Tudo é importante e merece celebração. Mas as concessionárias, que são empresas privadas e portanto pensam melhor do que as administrações públicas, sujeitas ao interesse imediato da eleição e da transitoriedade das gestões, precisam estar atentas.

Estamos imersos em plena 4ª Revolução Industrial. Somos dominados pelos algoritmos. O Watson, da IBM, não é apenas um supercomputador. É uma plataforma de serviços que já transformou a realidade e continuará a fazê-lo com velocidade cada vez maior. Estamos preparados para o amanhã?

Um amanhã que está sendo bem planejado em outros hemisférios. A China teve um desenvolvimento recorde e está cuidando melhor do seu ambiente. Acelera a utilização de combustíveis sustentáveis. O mesmo ocorre na Alemanha, onde – daqui a dez anos – não se utilizará mais diesel, nem gasolina.
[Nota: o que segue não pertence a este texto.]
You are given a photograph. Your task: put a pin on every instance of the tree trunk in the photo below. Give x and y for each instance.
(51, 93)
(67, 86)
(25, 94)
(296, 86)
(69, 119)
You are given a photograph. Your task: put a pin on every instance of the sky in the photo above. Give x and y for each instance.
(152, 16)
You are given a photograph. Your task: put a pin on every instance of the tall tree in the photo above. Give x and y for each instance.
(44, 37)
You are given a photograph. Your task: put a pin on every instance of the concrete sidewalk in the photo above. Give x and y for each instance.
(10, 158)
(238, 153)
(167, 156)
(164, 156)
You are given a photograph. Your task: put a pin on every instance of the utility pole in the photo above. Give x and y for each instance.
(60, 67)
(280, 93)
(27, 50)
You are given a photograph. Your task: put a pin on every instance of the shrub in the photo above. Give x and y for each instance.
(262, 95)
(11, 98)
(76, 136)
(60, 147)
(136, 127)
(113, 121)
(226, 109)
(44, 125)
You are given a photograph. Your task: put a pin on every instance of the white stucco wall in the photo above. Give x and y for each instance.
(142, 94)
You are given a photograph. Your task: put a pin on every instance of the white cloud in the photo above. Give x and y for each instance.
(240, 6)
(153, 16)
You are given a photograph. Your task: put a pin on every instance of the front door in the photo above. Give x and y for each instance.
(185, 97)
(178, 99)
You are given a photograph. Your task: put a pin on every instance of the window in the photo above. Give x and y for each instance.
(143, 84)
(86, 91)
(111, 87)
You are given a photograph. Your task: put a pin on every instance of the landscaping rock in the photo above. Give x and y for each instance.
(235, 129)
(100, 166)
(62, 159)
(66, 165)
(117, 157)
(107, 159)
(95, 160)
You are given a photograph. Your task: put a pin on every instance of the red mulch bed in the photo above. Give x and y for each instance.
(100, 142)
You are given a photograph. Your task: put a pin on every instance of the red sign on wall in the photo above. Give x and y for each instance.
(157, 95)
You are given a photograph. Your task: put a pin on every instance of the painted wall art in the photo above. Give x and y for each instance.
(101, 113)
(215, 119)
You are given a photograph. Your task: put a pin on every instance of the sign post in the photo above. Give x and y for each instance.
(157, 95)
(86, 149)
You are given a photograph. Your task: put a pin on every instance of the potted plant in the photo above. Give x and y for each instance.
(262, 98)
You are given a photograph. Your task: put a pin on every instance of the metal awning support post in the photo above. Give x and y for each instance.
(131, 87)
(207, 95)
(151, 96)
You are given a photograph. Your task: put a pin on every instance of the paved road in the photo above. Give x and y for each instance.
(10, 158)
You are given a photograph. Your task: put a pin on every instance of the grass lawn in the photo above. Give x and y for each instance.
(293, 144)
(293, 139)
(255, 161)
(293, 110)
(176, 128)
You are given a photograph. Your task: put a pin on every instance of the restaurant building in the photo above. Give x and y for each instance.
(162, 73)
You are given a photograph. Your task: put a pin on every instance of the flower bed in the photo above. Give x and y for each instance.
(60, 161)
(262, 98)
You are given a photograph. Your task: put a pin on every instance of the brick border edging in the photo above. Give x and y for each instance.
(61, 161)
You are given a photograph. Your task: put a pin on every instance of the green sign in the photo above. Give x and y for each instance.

O veículo autônomo é uma necessidade cuja urgência precisa habitar a consciência de qualquer pessoa com responsabilidade e com poder e autoridade para mudar o lamentável quadro que é fornecido pelas estatísticas: um milhão de mortes anuais no trânsito. 99,9% das perdas no trânsito derivam de causa humana.

Ou seja: no momento em que não tivermos mais motoristas, mas um sistema controlado pela IA – Inteligência Artificial -, economizaremos vidas e também recursos públicos investidos na recuperação dos milhares de feridos.

Estarão as concessionárias pensando nesse amanhã que pode vir mais cedo do que se pensa?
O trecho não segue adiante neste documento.